PointCNN++: Performant Convolution on Native Points
Lihan Li, Haofeng Zhong, Rui Bu, Mingchao Sun, Wenzheng Chen, Baoquan Chen, Yangyan Li
TL;DR
PointCNN++ introduces a native-point convolution that centers receptive fields on original high-precision points and uses a local voxelization only for kernel mapping, thereby preserving geometric fidelity while achieving high efficiency. The method reframes convolution as a Matrix-Vector Multiplication and Reduction (MVMR) problem and implements highly optimized GPU kernels (MVMR and VVOR) with zero intermediate memory, enabling substantial memory savings and faster training than voxel-based approaches. Empirical results show sub-voxel registration gains and strong memory/latency advantages across multiple GPUs, with KITTI and 3DMatch benchmarks demonstrating state-of-the-art or competitive performance when used as a backbone.

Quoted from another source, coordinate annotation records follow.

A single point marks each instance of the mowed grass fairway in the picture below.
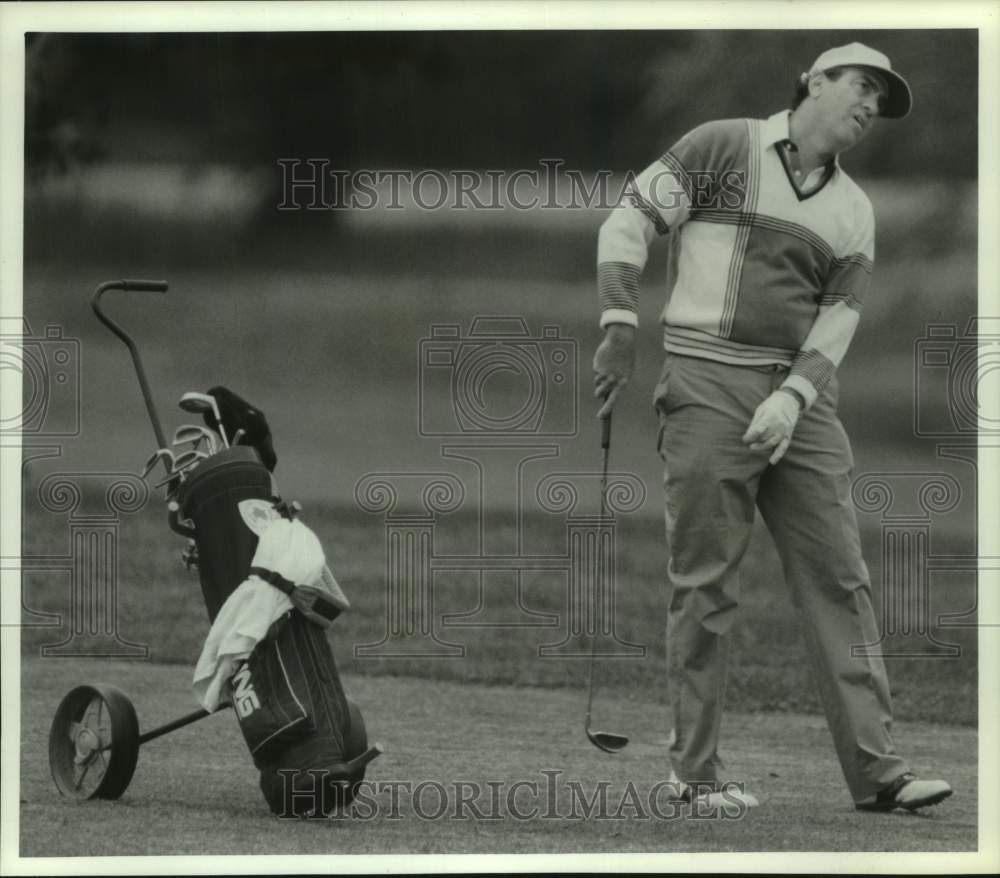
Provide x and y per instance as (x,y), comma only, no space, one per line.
(332,349)
(194,791)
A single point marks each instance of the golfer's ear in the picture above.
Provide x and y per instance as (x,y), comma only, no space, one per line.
(816,82)
(258,515)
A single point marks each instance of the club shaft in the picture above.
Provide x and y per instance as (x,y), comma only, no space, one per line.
(605,454)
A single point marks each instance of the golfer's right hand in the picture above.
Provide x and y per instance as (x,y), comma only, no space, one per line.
(614,363)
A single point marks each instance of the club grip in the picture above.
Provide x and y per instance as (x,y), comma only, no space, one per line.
(606,431)
(144,286)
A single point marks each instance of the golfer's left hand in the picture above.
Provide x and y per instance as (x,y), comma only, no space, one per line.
(773,424)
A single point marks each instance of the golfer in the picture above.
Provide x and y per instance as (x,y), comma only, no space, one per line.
(772,256)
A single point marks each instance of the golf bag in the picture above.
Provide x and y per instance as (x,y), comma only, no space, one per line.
(301,730)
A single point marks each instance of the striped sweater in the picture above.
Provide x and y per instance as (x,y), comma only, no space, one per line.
(763,272)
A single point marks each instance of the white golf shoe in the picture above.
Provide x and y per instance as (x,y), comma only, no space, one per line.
(909,792)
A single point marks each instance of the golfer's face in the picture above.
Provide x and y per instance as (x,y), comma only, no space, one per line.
(850,105)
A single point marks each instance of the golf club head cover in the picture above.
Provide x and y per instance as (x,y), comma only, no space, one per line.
(238,414)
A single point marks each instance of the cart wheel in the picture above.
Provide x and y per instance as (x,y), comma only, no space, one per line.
(94,743)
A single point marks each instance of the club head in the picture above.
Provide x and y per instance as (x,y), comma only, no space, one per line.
(194,434)
(609,742)
(196,402)
(188,460)
(203,403)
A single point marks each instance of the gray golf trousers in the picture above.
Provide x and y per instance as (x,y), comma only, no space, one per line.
(713,482)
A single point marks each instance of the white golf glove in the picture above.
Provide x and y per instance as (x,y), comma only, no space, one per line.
(773,424)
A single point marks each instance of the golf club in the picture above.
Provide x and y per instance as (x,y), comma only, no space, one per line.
(201,403)
(609,742)
(193,433)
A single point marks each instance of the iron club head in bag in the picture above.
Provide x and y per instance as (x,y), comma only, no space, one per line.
(194,434)
(202,403)
(609,742)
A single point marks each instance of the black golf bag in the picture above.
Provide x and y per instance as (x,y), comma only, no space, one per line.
(307,740)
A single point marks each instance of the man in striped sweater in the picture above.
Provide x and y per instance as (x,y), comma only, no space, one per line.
(772,256)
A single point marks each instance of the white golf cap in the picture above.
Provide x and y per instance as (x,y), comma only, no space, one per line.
(898,100)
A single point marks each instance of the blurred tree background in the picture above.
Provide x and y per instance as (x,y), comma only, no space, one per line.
(474,99)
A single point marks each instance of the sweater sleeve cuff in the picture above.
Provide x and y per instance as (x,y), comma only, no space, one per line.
(619,315)
(803,387)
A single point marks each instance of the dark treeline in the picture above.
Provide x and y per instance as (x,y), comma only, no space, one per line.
(595,99)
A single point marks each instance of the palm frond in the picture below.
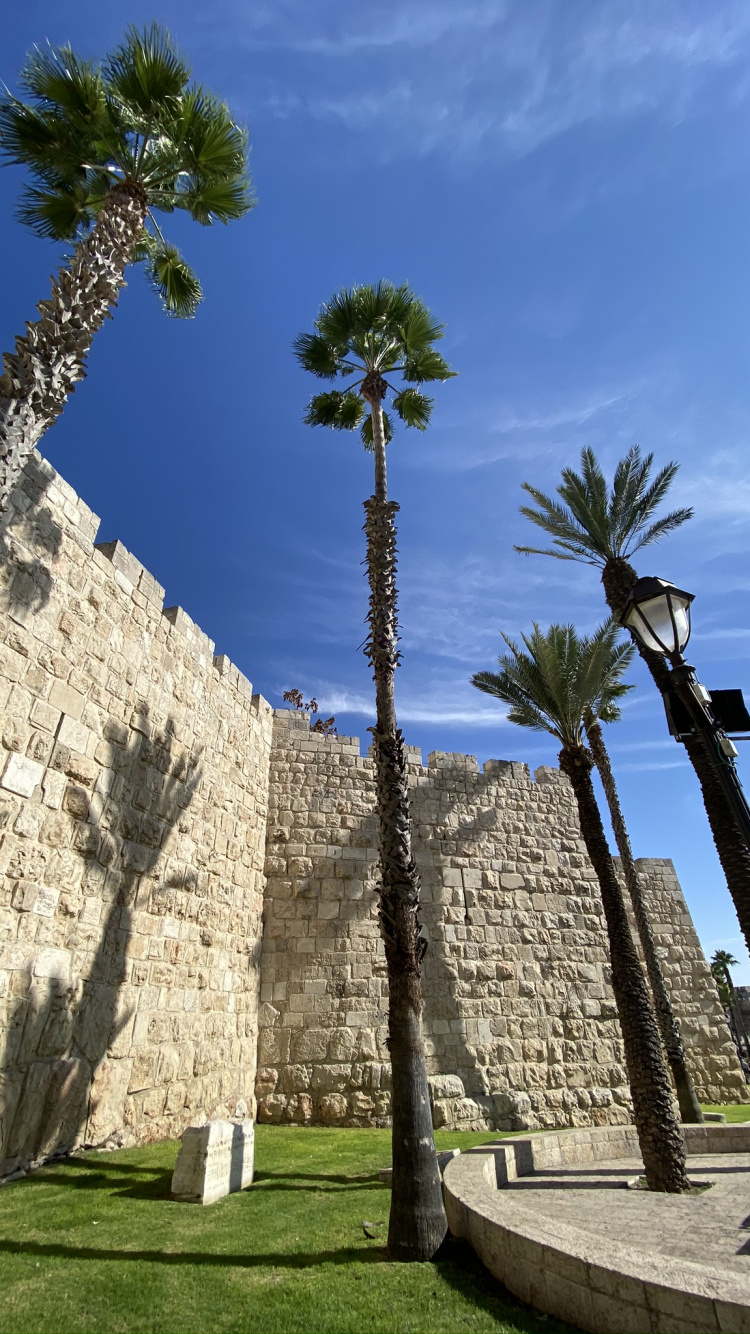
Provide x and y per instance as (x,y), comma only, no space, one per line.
(558,679)
(414,408)
(146,75)
(316,354)
(54,214)
(174,280)
(339,410)
(56,76)
(218,200)
(597,524)
(426,364)
(367,431)
(378,328)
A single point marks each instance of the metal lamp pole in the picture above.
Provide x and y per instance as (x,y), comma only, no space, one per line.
(658,614)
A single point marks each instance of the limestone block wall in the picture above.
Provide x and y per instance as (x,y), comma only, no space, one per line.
(519,1018)
(702,1022)
(134,770)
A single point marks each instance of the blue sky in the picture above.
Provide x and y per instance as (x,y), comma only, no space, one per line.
(567,186)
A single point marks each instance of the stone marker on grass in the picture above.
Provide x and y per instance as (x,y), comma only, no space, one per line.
(214,1161)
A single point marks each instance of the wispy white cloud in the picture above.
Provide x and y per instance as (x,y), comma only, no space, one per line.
(499,76)
(430,709)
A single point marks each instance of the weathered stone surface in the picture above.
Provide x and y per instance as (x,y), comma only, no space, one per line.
(214,1161)
(143,785)
(519,1019)
(134,782)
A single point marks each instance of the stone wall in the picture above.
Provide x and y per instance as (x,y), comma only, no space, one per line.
(134,774)
(142,785)
(519,1018)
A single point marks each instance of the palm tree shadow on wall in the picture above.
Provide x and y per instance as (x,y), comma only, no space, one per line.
(490,1066)
(63,1070)
(30,542)
(449,979)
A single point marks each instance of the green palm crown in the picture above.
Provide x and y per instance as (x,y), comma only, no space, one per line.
(134,118)
(371,332)
(594,524)
(562,681)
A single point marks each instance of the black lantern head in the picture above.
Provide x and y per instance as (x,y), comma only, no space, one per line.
(658,615)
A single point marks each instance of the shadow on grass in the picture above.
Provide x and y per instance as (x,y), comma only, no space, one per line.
(299,1259)
(279,1179)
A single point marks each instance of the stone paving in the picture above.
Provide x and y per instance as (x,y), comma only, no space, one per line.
(710,1229)
(551,1218)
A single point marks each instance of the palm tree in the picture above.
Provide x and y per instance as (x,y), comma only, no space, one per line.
(108,146)
(364,335)
(721,962)
(551,685)
(605,528)
(611,660)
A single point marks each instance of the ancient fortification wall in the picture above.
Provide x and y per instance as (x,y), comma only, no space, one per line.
(142,785)
(518,1013)
(134,777)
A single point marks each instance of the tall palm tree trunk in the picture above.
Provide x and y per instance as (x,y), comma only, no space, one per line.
(50,358)
(618,578)
(686,1095)
(659,1135)
(418,1219)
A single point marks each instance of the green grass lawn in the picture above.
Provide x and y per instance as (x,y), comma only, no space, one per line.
(95,1243)
(734,1111)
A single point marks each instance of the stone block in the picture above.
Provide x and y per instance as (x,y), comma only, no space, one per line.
(108,1093)
(67,701)
(214,1161)
(22,774)
(74,734)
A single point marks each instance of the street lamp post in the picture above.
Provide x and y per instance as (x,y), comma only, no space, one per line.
(658,614)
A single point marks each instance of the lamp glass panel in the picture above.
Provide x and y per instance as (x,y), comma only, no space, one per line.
(654,623)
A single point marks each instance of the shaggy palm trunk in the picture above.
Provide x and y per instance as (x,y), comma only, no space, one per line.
(659,1135)
(50,358)
(686,1095)
(618,578)
(418,1218)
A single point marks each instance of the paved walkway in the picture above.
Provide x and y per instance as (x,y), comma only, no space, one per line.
(711,1229)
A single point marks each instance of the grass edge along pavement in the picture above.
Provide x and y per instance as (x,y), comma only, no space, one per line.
(95,1245)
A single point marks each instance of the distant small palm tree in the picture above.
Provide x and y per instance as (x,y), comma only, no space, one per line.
(610,660)
(605,527)
(721,962)
(108,146)
(553,685)
(368,336)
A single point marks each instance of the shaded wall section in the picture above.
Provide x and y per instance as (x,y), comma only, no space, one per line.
(134,774)
(519,1018)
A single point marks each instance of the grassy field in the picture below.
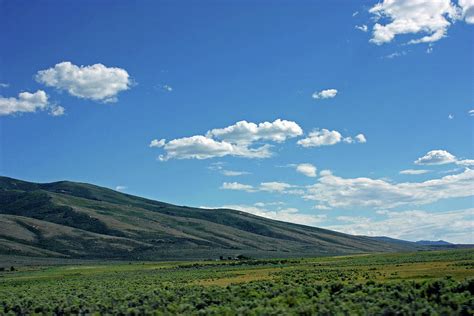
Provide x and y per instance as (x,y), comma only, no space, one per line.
(435,282)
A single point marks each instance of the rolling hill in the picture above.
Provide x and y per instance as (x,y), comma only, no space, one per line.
(77,220)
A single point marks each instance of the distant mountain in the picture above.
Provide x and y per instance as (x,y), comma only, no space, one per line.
(78,220)
(433,243)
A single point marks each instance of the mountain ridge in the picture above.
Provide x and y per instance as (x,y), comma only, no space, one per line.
(81,220)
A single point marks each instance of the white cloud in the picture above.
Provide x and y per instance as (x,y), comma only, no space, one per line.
(395,54)
(414,171)
(362,28)
(321,207)
(307,169)
(337,192)
(436,157)
(233,173)
(322,137)
(430,18)
(360,138)
(453,226)
(467,7)
(120,188)
(291,215)
(234,140)
(244,132)
(157,143)
(325,94)
(57,110)
(25,103)
(271,187)
(202,147)
(466,162)
(325,137)
(237,187)
(274,186)
(96,82)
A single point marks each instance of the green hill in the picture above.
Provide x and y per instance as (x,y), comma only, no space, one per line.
(78,220)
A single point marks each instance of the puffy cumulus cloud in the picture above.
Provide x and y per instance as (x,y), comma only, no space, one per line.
(325,94)
(466,162)
(233,173)
(157,143)
(274,186)
(219,166)
(202,147)
(244,132)
(235,140)
(430,18)
(414,171)
(322,137)
(362,28)
(360,138)
(57,110)
(307,169)
(236,186)
(467,8)
(291,215)
(334,191)
(96,82)
(436,157)
(271,187)
(26,102)
(453,226)
(325,137)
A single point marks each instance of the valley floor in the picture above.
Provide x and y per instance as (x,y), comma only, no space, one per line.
(424,282)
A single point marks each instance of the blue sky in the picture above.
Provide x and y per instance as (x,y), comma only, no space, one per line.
(312,112)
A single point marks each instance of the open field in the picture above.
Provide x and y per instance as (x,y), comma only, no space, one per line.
(434,282)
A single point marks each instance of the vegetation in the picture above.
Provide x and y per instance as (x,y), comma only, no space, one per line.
(422,283)
(82,221)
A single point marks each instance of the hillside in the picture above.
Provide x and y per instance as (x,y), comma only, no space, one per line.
(77,220)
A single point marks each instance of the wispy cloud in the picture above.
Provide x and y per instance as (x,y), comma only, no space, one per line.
(236,140)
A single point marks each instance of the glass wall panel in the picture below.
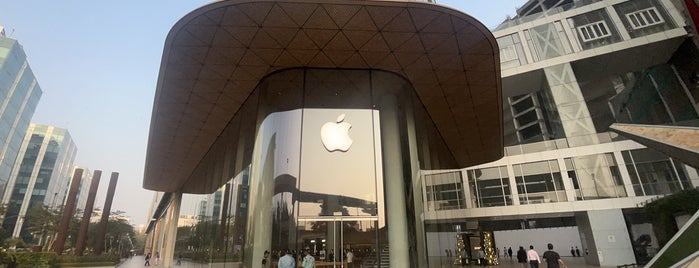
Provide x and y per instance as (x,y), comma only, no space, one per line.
(644,17)
(594,29)
(547,41)
(444,191)
(490,187)
(595,176)
(539,182)
(652,173)
(511,51)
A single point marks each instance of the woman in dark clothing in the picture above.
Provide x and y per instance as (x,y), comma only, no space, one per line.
(522,257)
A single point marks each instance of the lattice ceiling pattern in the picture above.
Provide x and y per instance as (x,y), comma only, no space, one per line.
(215,56)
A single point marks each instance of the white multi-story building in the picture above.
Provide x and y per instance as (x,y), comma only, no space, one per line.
(569,70)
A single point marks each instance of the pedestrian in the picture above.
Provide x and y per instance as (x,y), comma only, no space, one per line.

The work also provides extensive supplementary material, including Triton implementations and cross-GPU scalability analyses, and promises open-source release to accelerate adoption.
Abstract
Existing convolutional learning methods for 3D point cloud data are divided into two paradigms: point-based methods that preserve geometric precision but often face performance challenges, and voxel-based methods that achieve high efficiency through quantization at the cost of geometric fidelity. This loss of precision is a critical bottleneck for tasks such as point cloud registration. We propose PointCNN++, a novel architectural design that fundamentally mitigates this precision-performance trade-off. It $\textbf{generalizes sparse convolution from voxels to points}$, treating voxel-based convolution as a specialized, degraded case of our more general point-based convolution. First, we introduce a point-centric convolution where the receptive field is centered on the original, high-precision point coordinates. Second, to make this high-fidelity operation performant, we design a computational strategy that operates $\textbf{natively}$ on points. We formulate the convolution on native points as a Matrix-Vector Multiplication and Reduction (MVMR) problem, for which we develop a dedicated, highly-optimized GPU kernel. Experiments demonstrate that PointCNN++ $\textbf{uses an order of magnitude less memory and is several times faster}$ than representative point-based methods. Furthermore, when used as a simple replacement for the voxel-based backbones it generalizes, it $\textbf{significantly improves point cloud registration accuracies while proving both more memory-efficient and faster}$. PointCNN++ shows that preserving geometric detail and achieving high performance are not mutually exclusive, paving the way for a new class of 3D learning with high fidelity and efficiency. Our code will be open sourced.